LOTHAL was once a town with about 15,000 people. That was between 2200 BC and 2000 BC. Now a well preserved ghost town, it’s disturbed only by the ruffle of grass or the splash of water in the still controversial dockyard.
Fifty years ago Lothal (literally, mound of the dead) became the first of the many Indus Valley Civilisation (IVC) sites to be discovered in India post-partition—the sites excavated earlier all went to Pakistan.
It was in November 1954 that teams led by ASI archeologist S R Rao stumbled upon Lothal after a village to village survey of the Sabarmati valley. The excavations were carried out till 1962.
This was an impressive discovery but it’s obviously impressed the country little. Why else would none of the agencies concerned have no plans to mark its golden jubilee? ‘‘There’s no proposal for any programme,’’ says ASI joint director-general, R K Sharma in Delhi.
The Tourism Corporation of Gujarat Limited (TCGL) shrugs off its responsibility by transferring it to the ASI. ‘‘Lothal is under ASI so they have to organise any event,’’ says TCGL Managing Director, Arvind Agrawal. Agrawal agrees that facilities for tourists need to be improved, but adds that as part of new tourism policy TCGL can only act as a facilitator.
‘‘It’s unfortunate that at such an important place there is no proper arrangement even for a cup of tea for visitors. We have been thinking of it but it’s not remunerative with the low number of visitors. We can provide all help to the private sector, even low cost land, but someone has to take the initiative,’’ says Agrawal.
FIFTY years is a long time but not long enough to have resolved the controversy over Lothal’s identity. Historians agree that initiating new studies on this would be a fitting tribute to Lothal in its golden jubilee year.

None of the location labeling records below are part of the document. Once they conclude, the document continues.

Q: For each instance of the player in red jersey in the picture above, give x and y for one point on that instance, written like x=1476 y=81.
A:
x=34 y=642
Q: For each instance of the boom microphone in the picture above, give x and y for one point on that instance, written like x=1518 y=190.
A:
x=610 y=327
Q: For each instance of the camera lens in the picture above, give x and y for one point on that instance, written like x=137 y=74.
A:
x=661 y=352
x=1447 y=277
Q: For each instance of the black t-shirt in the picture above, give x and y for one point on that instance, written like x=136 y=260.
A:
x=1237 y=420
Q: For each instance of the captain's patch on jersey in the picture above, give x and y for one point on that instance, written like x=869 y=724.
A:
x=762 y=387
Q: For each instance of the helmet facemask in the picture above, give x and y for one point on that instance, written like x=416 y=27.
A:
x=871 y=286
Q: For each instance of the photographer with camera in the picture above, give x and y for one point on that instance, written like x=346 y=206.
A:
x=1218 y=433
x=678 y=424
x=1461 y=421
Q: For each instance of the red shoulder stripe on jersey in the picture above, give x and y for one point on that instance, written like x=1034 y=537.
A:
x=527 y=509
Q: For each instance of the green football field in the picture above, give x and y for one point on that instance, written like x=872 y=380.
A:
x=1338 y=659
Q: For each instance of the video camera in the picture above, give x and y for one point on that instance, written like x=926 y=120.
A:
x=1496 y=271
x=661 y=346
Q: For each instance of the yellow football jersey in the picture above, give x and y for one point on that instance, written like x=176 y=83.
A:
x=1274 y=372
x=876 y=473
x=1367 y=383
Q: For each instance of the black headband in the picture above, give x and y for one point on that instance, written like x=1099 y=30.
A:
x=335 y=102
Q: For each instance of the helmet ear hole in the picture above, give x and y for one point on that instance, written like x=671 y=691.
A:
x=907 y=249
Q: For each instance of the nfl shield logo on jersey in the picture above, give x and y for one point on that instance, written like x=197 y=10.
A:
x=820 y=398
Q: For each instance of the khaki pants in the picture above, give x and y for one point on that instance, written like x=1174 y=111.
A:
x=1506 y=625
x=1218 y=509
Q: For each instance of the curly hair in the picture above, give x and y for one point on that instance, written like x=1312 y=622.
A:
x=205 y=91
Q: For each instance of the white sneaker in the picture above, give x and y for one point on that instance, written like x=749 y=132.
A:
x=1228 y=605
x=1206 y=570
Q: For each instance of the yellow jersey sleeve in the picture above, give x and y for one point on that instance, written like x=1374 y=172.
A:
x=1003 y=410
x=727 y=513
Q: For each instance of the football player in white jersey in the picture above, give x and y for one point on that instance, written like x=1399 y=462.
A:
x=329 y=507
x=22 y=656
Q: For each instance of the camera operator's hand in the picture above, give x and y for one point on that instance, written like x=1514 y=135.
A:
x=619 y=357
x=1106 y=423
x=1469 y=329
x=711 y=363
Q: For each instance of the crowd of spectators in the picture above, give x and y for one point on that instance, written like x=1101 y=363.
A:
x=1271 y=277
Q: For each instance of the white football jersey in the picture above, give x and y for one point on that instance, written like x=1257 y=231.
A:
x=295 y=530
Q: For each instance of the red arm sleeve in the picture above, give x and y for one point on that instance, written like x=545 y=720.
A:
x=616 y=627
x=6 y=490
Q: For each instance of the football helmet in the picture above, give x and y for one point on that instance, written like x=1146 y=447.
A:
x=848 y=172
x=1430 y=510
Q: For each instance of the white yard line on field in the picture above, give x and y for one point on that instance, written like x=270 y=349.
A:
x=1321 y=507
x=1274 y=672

In his Bangalore home, Rao—the man who stumbled upon Lothal—still swears by the ‘dockyard’ theory. ‘‘I feel proud that it has become an indexed site for study of IVC all over the world,’’ says 83-year-old Rao. He maintains that Lothal added a maritime province to IVC and gave a larger exploratory framework for archaeologists and historians.
On the ‘dockyard-water tank’ controversy, first raised by British archaeologist L S Leshnik in 1968, Rao says: ‘‘Leshnik has not completely studied the basin. There are certain evidences that are conclusive and leave little scope for second opinion.’’
Those who differ with Rao cite the presence of three wells in the basin of the dockyard as a proof that it’s just a water tank. M S University of Baroda professor, V H Sonawane, who favours the water tank theory, says new studies are needed. ‘‘To mark 50 years, maybe trenching can be done of the channel that connected the river with the dock. If the channel is found, the width and other dimensions of it would help us know if at all maritime activities were possible through it,’’ he says.
But the establishment prefers the status quo. ‘‘Even if as a student of archaeology I feel that it can not be a dockyard, we would rather let it be like this,’’ says a senior ASI official.